I want to now add another domain to the certificate. When I run certbot certonly --dry-run --cert-name NAME, I am asked how I’d like to authenticate, and select webroot. After this, it prompts me to enter the webroot for all of my domains again.
Is this correct? What is the point of [[webroot_map]] if certbot doesn’t use it? Am I doing something wrong?
If I pass --cert-name as something other than NAME in this case, it forgets I have any domain names configured at all, and asks Please enter in your domain name(s).
It seems like --cert-name is correct, and --expand is unnecessary:
Consider using --cert-name instead of --expand, as it gives more control over which certificate is modified and it lets you remove domains as well as adding them.

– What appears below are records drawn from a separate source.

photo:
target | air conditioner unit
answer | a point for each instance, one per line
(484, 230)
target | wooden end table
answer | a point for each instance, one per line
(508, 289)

Thanks for confirming that unfortunate behavior, though. I'll open a feature request on GitHub and might put together a PR.
It's used by certbot renew to allow you to have different webroots for various names that a certificate covers when you renew the certificate without modifying it. This is a useful feature; without webroot_map, you could only have a single webroot per certificate and renewals where this wasn't the case would break.
However, I totally agree with your observation about how it ought to work in the circumstances that you describe, and I appreciate your submitting an issue to request this feature!